アンティーク着物を扱うショップ「Tokyo 135° tansu−ya」(東京都渋谷区)の若き店長、高野悠美さん(22)の着物の着こなしは、和装というより、レトロに味付けをしたストリートファッションといったほうが近い。
「昔の女性は体が小さかったので、(今の女性が着ると)着物の丈が足りない。だから肌が出る部分を手袋やブーツで補っている」と高野さん。若い世代のファッションに対する貪欲(どんよく)な受容力を表しているが、一方で「着物にあこがれていても、『着方がわからないから』とチャレンジできないという若い人はたくさんいる」(高野さん)と指摘、「着付け」が着物の広がりの1つの“障害”となっていると残念がる。
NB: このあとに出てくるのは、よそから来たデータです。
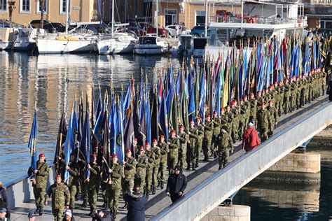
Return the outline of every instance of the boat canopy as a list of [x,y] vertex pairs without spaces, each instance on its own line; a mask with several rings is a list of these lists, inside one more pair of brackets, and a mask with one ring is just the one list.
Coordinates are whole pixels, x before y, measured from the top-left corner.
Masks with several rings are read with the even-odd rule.
[[155,37],[139,37],[140,45],[155,45],[157,44],[157,38]]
特に帯の結び方を難しいと感じている人が多いようだ。
そんな着物へのハードルを下げようと、今秋、調布市の「さくら着物工房」の鈴木富佐江さん(70)が新たに考案したのが、「原宿結び」という帯の着付け法だ。
手が思うように動かない高齢者のために、1本の帯を折り紙のように畳んで帯結びを作っておき、あとは簡単に装着できる「さくら造り帯」を考案、特許を取得している鈴木さん。その同じ作り方で安価な半幅帯を使い、結び方をより華やかにしたものが「原宿結び」だ。
リボン型、大輪の花のような形…1本の帯から女の子らしいモチーフを折りあげ、帯結びが崩れないように糸で留めて作る。着用するときは、腰に留めるひもを結べばいいだけという簡単さだ。
市販にも簡単に装着できるワンタッチ帯があるが、柄や帯結びのデザインに限りがある。「原宿結び」は気に入った色や柄の半幅帯を手に入れれば、オーダーメード(4000円程度)や自分で作ることができるうえ、帯を切らないので糸をほどけば元通りに1本の半幅帯として使うこともできる。
「ここ2、3年、街中を着物姿で歩く若い女性が増えたのはうれしいのですが、帯の結び方がめちゃめちゃなのがすごく残念でした。原宿結びが広がれば、もっと手軽にきれいに着物を楽しめるようになる」と鈴木さんは期待をふくらませている。
親世代の“着物離れ”一因
この冬、着物人気はますます勢いづく予感だ。若い女性に人気のフォトグラファー、蜷川実花さんが監督、土屋アンナさん主演の時代劇映画「さくらん」(平成19年2月24日公開)や「大奥」(来月23日公開)など、女性向けの大型時代劇の公開が続き、華やかな和装を目にする機会が増える。
「さくらん」のスタイリングも担当した着物スタイリストの杉山優子さんは「普段、例えば洋服に合わせていた防寒用のショールやかわいいバッグを和装に合わせたりと、“着物、着物しない”で、今の時代感覚に合いやすいコーディネートの提案を心がけている」という。
今、若い人が好むのはシックな色遣いの着物。「昔なら、若いんだからもっとかわいい赤い色を着なさい、と祖父母世代に注意もされたでしょうが、今はそんなことがなくなり、自由な感性で着こなすことが許されるようになったことも大きいです」。親、祖父母世代の“着物離れ”が、若い世代の新しい和装の広がりを助けているともいえそうだ。